Il n’a organisé aucune activité de supervision des activités de son programme alors qu’il est financé par les partenaires ; Dr Serge Kandi (coordonnateur provincial du Programme National de Lutte contre les Maladies Tropicales Négligées à Chimiothérapie Préventive MTN-CTP) a été audité autour d’une fuite d’information sur l’utilisation des fonds du partenaire End-Fund Ufar.
L’audit a donc révélé un vol de 18.000 $ destinés à la formation de formateurs ; Dr Théo Kulonda (coordinateur du Programme National de Transfusion Sanguine, PNTS) est reproché de mégestion et de détournement des fonds. Selon l’inspecteur provincial de la santé, son programme ne fonctionne pas. Il est inexistant. Pas d’activités, il s’est transformé en commerçant des poches de sang et se fait du fric.
Il y a aussi Dr Abbé Marc Lukanzu, médecin et prêtre du diocèse de Kenge qui a reçu la charge de conduire la coordination provinciale du programme national de santé de l’adolescent (PNSA). Il lui est reproché des erreurs minimes d’administration. Il a été recadré et orienté. Il reste le seul jugé clean parmi les médecins audités.
Dr Lulengwa, Kandi et Kulonda ont écopé d’une suspension et sommés de restituer les sommes et les matériels détournés avant d’espérer la réintégration. Les autorités provinciales sont déterminées à piocher jusqu’au dernier voleur de la DPS pour éradiquer le mal dans la système de santé au Kwango dont la qualité de soins de santé ne bouge jamais d’un iota malgré l’implication des pouvoirs publics et des partenaires techniques et financiers, à cause des détournements protégés des complices et des marabouts. C’est un empire qui s’effondre !
Selon des informations à notre possession, les médecins visés par l’audit de l’inspection provinciale de la santé du Kwango sont revenus à la charge. Des sommes d’argent ont circulé pour convaincre certaines autorités à taire le dossier. Le chef de l’Inspection provinciale de la santé du Kwango, M. Jean Dilonga, a confié à CONGOPROFOND.NET que certaines personnes l’ont contacté avec des enveloppes à la clé pour obtenir l’enterrement du dossier.

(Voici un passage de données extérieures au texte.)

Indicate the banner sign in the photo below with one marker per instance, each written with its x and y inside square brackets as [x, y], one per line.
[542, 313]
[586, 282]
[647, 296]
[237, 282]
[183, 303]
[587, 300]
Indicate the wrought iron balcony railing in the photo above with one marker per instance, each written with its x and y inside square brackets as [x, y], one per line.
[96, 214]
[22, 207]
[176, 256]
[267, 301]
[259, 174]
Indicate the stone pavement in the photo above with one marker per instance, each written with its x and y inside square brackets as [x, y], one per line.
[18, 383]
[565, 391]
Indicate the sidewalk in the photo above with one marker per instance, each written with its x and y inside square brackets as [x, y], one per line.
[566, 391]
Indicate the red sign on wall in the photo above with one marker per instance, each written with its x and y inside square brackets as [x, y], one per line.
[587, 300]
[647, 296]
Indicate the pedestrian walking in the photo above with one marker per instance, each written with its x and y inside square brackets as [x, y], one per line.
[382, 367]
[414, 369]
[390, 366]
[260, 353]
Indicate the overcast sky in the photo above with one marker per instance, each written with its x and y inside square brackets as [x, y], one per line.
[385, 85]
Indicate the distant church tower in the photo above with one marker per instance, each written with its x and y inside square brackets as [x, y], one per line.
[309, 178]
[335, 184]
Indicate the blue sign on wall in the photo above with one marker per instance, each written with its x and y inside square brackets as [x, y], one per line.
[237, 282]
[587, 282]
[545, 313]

« J’ai refusé tous les avantages en nature comme en argent qui m’ont été présentés par ces médecins qui sont venus me corrompre », a-t-il dit. M. Dilonga a révélé qu’il a été plusieurs fois contacté au téléphone et reçu des visites à sa résidence pour effacer le dossier.
« L’impunité ne régnera pas toujours », a-t-il pensé, renvoyant « les corrupteurs les mains vides. » En l’en croire, il faut que cet empire de voleurs s’effondre.